I have to prove following theorem.
Let $\phi : G \rightarrow H$ be an isomorphism of two groups. Then following statements are true.
$1. \ \ \ \ \phi^{-1} : H \rightarrow G \ \ \text{is an isomorphism}.$
$2. \ \ \ \ \vert G \vert = \vert H \vert.$
$3. \ \ \ \ \text{If G is abelian, then H is abelian.}$
$4. \ \ \ \ \text{If G is cyclic, then H is cyclic.}$
$5. \ \ \ \ \text{If G has a subgroup of order n, then H has a subgroup of order n.}$
So far I have proved $1-3$ but I need help for $4$ and $5$
$G$ is cyclic if and only if there exists a surjective group homomorphism $e:\mathbb Z\to G$. Since $\phi$ is bijective, $\phi\circ e:\mathbb Z\to H$ is a surjective group homomorphism if and only if $e:\mathbb Z\to G$ is a surjective group homomorphism.

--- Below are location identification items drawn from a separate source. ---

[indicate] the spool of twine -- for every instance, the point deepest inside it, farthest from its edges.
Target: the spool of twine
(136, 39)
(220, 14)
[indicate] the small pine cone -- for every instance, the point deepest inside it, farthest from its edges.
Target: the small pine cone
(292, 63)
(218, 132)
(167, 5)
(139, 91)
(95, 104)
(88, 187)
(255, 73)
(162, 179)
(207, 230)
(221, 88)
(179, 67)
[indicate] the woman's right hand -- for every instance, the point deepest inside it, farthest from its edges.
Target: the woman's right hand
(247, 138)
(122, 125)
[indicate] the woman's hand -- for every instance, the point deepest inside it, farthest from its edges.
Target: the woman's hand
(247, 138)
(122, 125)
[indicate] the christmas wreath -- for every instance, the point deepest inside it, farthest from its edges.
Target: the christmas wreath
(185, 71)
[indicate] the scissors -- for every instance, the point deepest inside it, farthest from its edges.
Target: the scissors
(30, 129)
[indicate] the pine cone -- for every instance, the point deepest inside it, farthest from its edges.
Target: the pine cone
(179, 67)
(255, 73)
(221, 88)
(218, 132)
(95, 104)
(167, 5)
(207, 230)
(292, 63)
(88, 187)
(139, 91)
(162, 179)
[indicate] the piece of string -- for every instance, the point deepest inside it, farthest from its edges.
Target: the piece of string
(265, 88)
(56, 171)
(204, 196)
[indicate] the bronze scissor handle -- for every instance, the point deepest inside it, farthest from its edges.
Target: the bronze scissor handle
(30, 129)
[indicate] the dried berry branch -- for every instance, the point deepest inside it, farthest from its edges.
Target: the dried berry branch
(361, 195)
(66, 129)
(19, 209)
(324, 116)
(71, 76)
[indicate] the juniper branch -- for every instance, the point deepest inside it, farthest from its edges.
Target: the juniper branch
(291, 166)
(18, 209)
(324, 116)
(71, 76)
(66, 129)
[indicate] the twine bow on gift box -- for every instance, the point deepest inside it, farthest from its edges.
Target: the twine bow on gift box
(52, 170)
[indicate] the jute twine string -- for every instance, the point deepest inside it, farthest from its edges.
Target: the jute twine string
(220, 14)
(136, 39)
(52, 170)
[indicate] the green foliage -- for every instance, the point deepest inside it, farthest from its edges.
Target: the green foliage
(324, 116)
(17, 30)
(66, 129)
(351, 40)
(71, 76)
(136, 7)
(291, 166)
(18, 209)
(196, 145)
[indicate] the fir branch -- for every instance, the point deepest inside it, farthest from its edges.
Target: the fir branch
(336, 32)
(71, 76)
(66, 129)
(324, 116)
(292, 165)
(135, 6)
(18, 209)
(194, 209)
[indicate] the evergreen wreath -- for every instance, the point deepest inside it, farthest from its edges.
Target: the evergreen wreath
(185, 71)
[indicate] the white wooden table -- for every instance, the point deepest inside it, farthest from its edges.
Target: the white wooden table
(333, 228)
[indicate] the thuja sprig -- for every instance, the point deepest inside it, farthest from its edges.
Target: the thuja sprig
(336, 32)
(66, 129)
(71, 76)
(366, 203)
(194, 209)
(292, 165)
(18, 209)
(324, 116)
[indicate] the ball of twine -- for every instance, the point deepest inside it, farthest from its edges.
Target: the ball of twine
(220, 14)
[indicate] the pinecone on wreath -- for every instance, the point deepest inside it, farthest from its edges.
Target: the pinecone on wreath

Consequently, $G$ is cyclic if and only if $H$ is cyclic.
Let $K\subseteq G$ be a subgroup. Then $\phi(K)\subseteq H$ is a subgroup and $[K:1]=[\phi(K):1]$ because $\phi$ is bijective. Consequently, $G$ has subgroup of order $n$ if and only if $H$ has subgroup of order $n$.